Delegate to 1836 Arkansas Constitutional Convention
- In office January 4, 1836 – January 30, 1836
- Constituency: Pope and Johnson Counties

Superior Court of Arkansas Territory
- In office 1819–1825
- Appointed by: President James Monroe

Personal details
- Born: August 6, 1789
- Died: March 15, 1851 (aged 61) Norristown, Arkansas
- Resting place: Oakland Cemetery, Russellville, Arkansas
- Spouse: Eliza Jones
- Children: 5
- Parents: Andrew Scott (father); Elizabeth Ferguson (mother);
- Relatives: John Scott
- Occupation: Superior Court and Circuit Court Judge
- Known for: Judge and murder

= Andrew Scott (judge) =

American judge

Andrew Horatio Scott (August 6, 1789 - March 13, 1851) was an American lawyer and politician who served as a Judge of the Superior Court of the Arkansas Territory, the highest court in the territory, from 1819 until 1825. Scott County, Arkansas was named for him.

==Early life==
Scott was born in Hanover County, Virginia, to Andrew Scott, a weaver who immigrated from Scotland, and Elisabeth Ferguson. The family moved to Ste. Genevieve, Missouri in 1808. Scott had two brothers and three sisters. He began to learn to read law under his older brother, John. Scott married Eliza Jones on November 5, 1811, at the age of 22. The couple had several children including:
- Captain John Rice Homer Scott (b. 1813, d. 1905)
- Eliza Harriet Scott (b. 1818, d. 1874)
- Augustus Scott (b. 1820)
- Walter Ferguson Scott (b. 1822)
- Henry Clay Scott (b. unknown)

==Political career==
Scott first became politically active in 1812. Arkansas was then still part of the Missouri Territory, and Scott served two terms as the first clerk of the House of Representatives. He moved his family to Potosi, Missouri, in 1815. While there he established the Potosi Academy and served as trustee with his father-in-law.
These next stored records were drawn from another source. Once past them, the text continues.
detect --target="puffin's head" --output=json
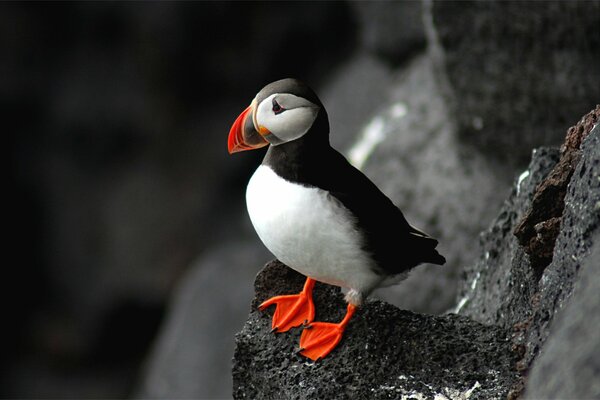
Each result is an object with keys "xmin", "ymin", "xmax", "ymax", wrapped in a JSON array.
[{"xmin": 228, "ymin": 78, "xmax": 324, "ymax": 154}]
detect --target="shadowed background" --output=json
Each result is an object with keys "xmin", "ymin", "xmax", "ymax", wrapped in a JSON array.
[{"xmin": 4, "ymin": 1, "xmax": 599, "ymax": 398}]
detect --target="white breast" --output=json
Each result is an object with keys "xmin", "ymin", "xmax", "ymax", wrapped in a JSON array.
[{"xmin": 246, "ymin": 165, "xmax": 381, "ymax": 295}]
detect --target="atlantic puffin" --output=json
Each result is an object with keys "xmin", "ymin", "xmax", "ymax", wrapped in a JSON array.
[{"xmin": 228, "ymin": 78, "xmax": 445, "ymax": 361}]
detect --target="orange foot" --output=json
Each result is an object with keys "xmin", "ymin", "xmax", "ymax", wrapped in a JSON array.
[
  {"xmin": 258, "ymin": 277, "xmax": 316, "ymax": 332},
  {"xmin": 299, "ymin": 303, "xmax": 357, "ymax": 361}
]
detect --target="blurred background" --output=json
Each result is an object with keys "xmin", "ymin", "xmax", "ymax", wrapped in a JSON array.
[{"xmin": 4, "ymin": 1, "xmax": 599, "ymax": 399}]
In 1819, Territorial Governor William Clark commissioned Scott sheriff of Jefferson County, Missouri; however, on March 3, 1819, President Monroe appointed him as a Superior Court Judge for the newly created Territory of Arkansas. Scott then moved his family to the vicinity of Arkansas Post, the then-capitol of Arkansas Territory. The General Assembly of Arkansas Territory passed a legislative act in October of 1820 to move the territorial capital to Little Rock in Pulaski County, some 90 miles northwest. The Scott family remained in Arkansas Post for a time before following the move of the capitol.

The circuit courts were organized in the Arkansas Territory in 1827, and Scott was appointed to the First District on April 11, 1827. He removed lands formerly owned by Native Americans and planned a new town called Scotia. Scott unsuccessfully sought election to the United States Congress in the 1828 Arkansas Territory's at-large congressional district special election. Pope County was created on November 2, 1829, and Scotia became the first permanent county seat in 1830. Scott was the first county judge.

After serving two terms as an Arkansas territorial judge, he failed to receive senate confirmation for a third. He was also a delegate to the first Arkansas Constitutional Convention of 1836.

==Duels==
Before moving to Little Rock, Scott challenged fellow Superior Court Judge Joseph Selden to a duel over a perceived slight towards a lady in April of 1824. According to William F. Pope, Judge Selden apologized; however, Selden died at the hands of Scott on the east bank of the Mississippi River near Helena on May 26, 1824. Judge Selden was survived by his pregnant wife and one-year-old daughter. His wife and two daughters moved back to Virginia, where his wife re-married and moved to England.

Scott was later involved in the duel-related death of General Edmund Hogan. In 1827, Hogan ran against Colonel Alexander S. Walker and Judge Scott for a seat on the Territorial Legislative Council. Hogan won the election, but on May 31, 1828, he and Scott were involved in an altercation that resulted in the formers death. Hogan had been an early settler of Little Rock, having built the first home and ferry where the road from Missouri crossed the Arkansas river, and was the first justice of the Peace for Pulaski County.

==Death==
He died unexpectedly at Norristown, Arkansas. He was originally interred at a cemetery in Dover, but his son, Capt. John R. H. Scott, had him and his wife reinterred at the Oakland Cemetery in Russellville in 1881.